Dick Funt, an Ohio State University horticulturist, said yellow raspberries are slowly becoming hot commodities in Ohio as gourmet or specialty items, and they are not any more difficult to grow than other raspberry varieties.
"It takes a while for people to get used to the site of a yellow raspberry," said Funt. "But the fruit is becoming somewhat of a specialty item for bakeries and markets that may use the berry to decorate cakes and pastries or promote an unusual jam."
Only a handful of producers grow yellow raspberries in Ohio and only four fall cultivars exist for producers to choose from, but Funt said the berries produce size and taste qualities to rival black and red raspberry varieties and are just as easy to grow.

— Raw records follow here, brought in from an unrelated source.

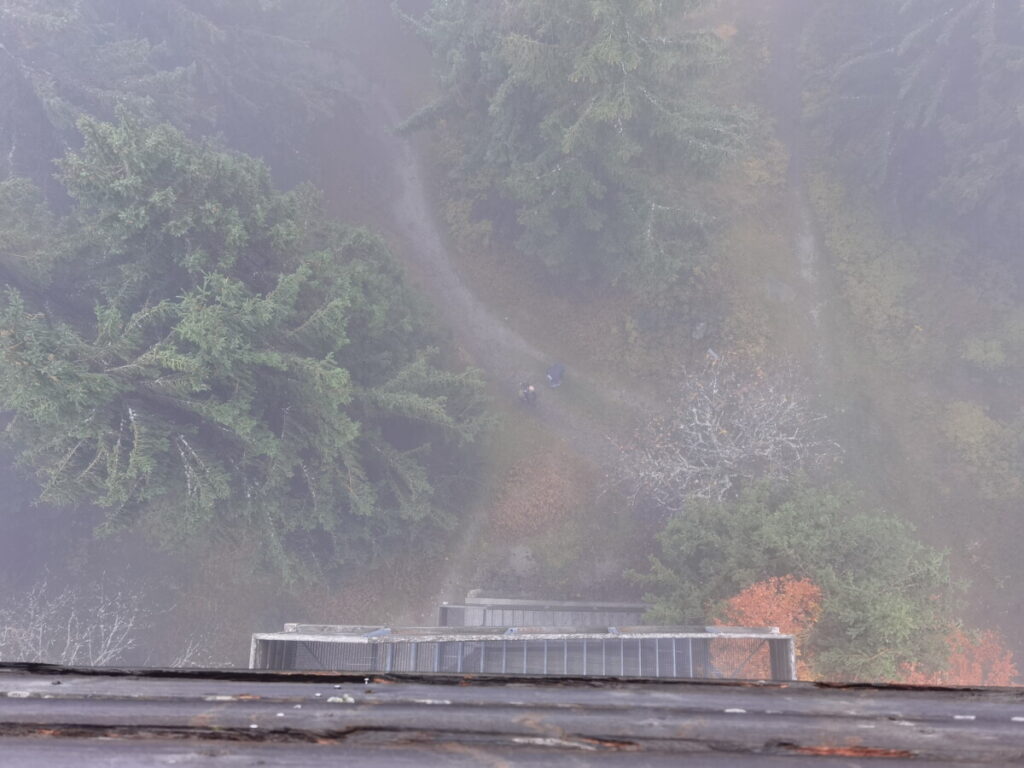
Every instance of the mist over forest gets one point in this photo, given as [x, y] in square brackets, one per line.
[276, 272]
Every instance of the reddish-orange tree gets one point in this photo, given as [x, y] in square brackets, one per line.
[793, 605]
[975, 658]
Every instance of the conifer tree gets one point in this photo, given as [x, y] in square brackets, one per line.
[194, 351]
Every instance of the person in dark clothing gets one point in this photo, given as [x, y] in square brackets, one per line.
[555, 374]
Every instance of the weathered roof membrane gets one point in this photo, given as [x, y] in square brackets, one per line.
[52, 716]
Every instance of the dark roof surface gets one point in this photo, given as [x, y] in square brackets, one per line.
[52, 716]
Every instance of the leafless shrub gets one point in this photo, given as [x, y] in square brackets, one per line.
[74, 627]
[724, 426]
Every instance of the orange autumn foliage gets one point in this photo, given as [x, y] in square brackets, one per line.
[975, 658]
[793, 605]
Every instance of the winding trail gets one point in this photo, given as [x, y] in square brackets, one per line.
[785, 102]
[585, 424]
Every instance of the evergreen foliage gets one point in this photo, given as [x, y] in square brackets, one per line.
[886, 597]
[924, 96]
[195, 351]
[567, 114]
[248, 70]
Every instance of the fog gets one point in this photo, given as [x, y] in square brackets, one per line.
[285, 284]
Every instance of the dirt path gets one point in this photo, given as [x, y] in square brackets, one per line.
[583, 415]
[785, 102]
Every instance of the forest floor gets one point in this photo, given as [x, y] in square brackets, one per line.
[541, 520]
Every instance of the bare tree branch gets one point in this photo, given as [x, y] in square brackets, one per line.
[724, 426]
[93, 628]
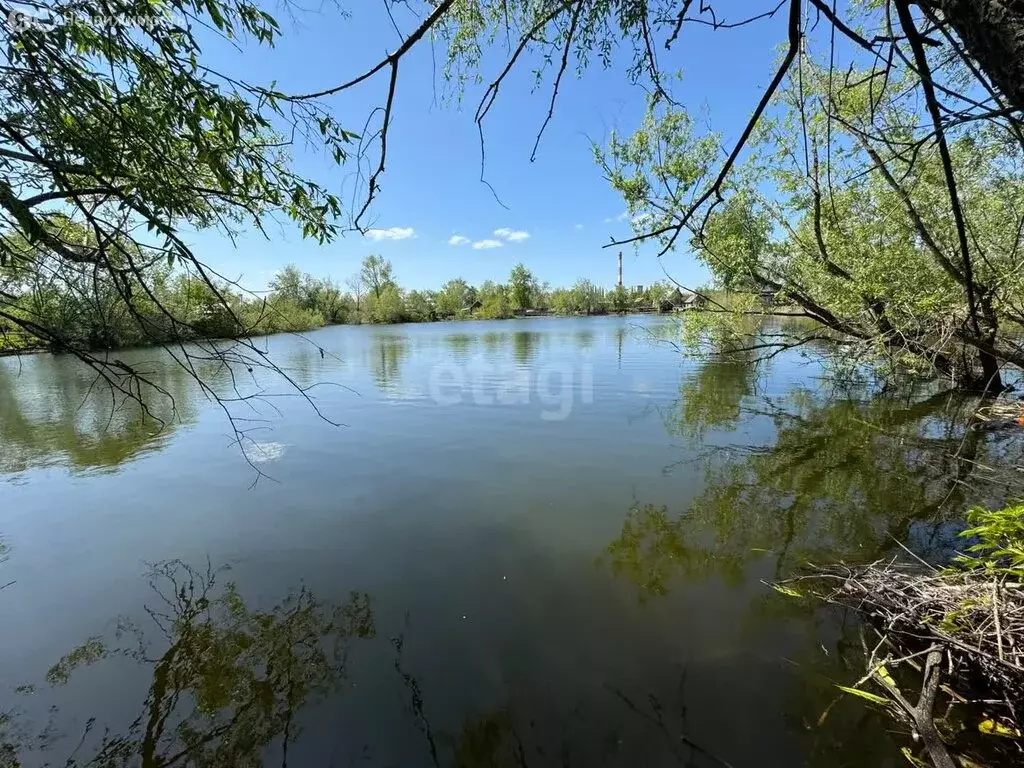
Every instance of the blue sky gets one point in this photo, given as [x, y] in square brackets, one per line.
[559, 209]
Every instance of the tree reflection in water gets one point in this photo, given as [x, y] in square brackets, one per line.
[55, 413]
[226, 680]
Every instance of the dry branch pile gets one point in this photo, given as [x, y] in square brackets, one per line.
[962, 629]
[976, 619]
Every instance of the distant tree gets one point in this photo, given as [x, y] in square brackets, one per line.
[621, 300]
[494, 300]
[386, 306]
[589, 298]
[454, 297]
[357, 287]
[287, 285]
[522, 288]
[377, 273]
[420, 306]
[563, 301]
[327, 297]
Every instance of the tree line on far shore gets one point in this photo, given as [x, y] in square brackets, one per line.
[182, 306]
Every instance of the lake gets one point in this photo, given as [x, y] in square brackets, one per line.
[525, 543]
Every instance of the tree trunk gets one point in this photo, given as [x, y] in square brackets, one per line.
[992, 32]
[991, 381]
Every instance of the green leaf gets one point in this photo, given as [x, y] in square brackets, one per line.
[872, 697]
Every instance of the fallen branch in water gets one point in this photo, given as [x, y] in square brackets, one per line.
[969, 626]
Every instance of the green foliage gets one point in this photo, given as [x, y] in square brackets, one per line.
[117, 137]
[495, 303]
[1000, 540]
[386, 306]
[455, 296]
[521, 288]
[377, 274]
[829, 220]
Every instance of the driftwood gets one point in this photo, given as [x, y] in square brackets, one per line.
[962, 630]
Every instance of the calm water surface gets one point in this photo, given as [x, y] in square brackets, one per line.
[531, 543]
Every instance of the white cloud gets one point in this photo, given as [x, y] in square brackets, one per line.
[393, 232]
[512, 236]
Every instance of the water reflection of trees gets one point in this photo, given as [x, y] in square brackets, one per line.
[387, 353]
[524, 346]
[54, 412]
[227, 680]
[838, 476]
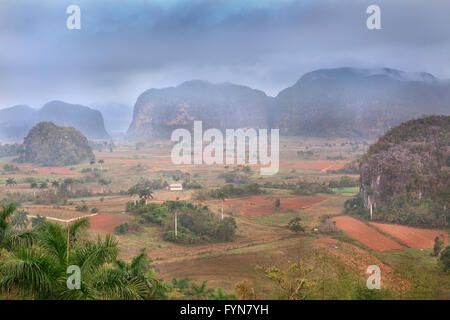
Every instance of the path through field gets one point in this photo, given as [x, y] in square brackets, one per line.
[365, 234]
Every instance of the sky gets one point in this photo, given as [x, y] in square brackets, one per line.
[127, 46]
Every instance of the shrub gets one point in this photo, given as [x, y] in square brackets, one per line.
[122, 228]
[295, 225]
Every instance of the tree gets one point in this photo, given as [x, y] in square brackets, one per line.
[146, 194]
[20, 219]
[37, 220]
[69, 182]
[445, 258]
[220, 295]
[294, 282]
[244, 290]
[10, 235]
[104, 183]
[277, 203]
[295, 225]
[133, 191]
[200, 291]
[438, 243]
[220, 194]
[10, 182]
[141, 271]
[40, 271]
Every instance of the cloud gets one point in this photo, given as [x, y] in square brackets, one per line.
[127, 46]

"The big thing right now is to get as big of a berry as possible and as sweet tasting as possible," said Funt. One cultivar, known as Anne, produces a large berry, four to eight grams, compared to a typical red raspberry's two to three grams, and has a high sugar content.
Funt said the one disadvantage to a bigger berry is that it is more susceptible to molds because it's a softer fruit. Anne and another big-berry cultivar, known as Fallgold, are susceptible to Botrytis blight, or gray mold. "But the cultivars excel at winter hardiness and as long as you keep the soil drained, you can grow yellow raspberries just about anywhere in the state."
Other fall yellow raspberries include Golden Harvest, which produces moderate yields but with small berries, and Goldie, a medium-sized, firm fruit that turns pink when ripe.